Compare (-4)^2)^2 vs -(4^2)^2: Exponent Order Challenge

Q: What's the difference between (-4)² and -4²?

Big difference! $ (-4)^2 = 16 $ because the negative sign is inside parentheses and gets squared. But $ -4^2 = -16 $ because only the 4 gets squared, then we apply the negative.

Q: Why do both expressions equal the same thing?

Both expressions end up squaring a negative number! $ ((-4)^2)^2 $ becomes $ 16^2 $, and $ (-(4)^2)^2 $ becomes $ (-16)^2 $. Since any negative number squared is positive, both equal 256.

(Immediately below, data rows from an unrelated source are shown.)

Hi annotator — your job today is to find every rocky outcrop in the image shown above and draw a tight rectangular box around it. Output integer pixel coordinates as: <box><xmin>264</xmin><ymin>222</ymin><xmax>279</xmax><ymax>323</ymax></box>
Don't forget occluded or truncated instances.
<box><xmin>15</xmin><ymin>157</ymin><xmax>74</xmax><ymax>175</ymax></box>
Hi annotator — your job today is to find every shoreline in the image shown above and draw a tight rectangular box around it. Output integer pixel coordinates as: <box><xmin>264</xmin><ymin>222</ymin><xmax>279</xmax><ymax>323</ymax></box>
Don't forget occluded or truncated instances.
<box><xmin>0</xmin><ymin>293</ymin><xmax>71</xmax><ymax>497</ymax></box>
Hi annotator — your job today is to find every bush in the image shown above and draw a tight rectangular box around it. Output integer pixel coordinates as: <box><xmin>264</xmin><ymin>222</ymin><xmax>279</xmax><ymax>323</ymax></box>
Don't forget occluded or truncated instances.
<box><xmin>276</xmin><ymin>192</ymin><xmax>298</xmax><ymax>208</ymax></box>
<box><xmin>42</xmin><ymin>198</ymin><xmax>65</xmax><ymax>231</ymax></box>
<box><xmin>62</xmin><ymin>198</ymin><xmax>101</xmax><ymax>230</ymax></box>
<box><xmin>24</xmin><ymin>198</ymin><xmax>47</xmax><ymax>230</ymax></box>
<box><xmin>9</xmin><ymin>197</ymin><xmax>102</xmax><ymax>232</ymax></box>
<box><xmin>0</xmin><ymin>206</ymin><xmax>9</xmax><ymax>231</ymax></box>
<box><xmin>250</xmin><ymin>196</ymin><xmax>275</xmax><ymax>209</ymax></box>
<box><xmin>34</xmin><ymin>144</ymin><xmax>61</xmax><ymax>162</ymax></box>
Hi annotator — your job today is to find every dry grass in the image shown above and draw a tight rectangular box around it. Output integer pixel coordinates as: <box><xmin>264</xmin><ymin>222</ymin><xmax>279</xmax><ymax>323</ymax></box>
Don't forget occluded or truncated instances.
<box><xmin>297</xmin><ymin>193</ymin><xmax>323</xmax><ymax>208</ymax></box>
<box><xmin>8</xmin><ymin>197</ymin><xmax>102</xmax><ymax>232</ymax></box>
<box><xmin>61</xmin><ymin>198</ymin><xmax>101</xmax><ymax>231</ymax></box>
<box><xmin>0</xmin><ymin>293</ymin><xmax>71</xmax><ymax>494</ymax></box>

Q: How do I keep track of all these parentheses?

Work from the inside out! Start with the innermost parentheses, calculate that value, then move to the next layer. Write each step clearly: $ (-4)^2 = 16 $, then $ (16)^2 = 256 $.

Q: Do I always need to show every step?

Yes, especially with nested exponents! Each step helps you avoid sign errors and parentheses mistakes. Plus, your teacher can see your thinking process even if you make a small calculation error.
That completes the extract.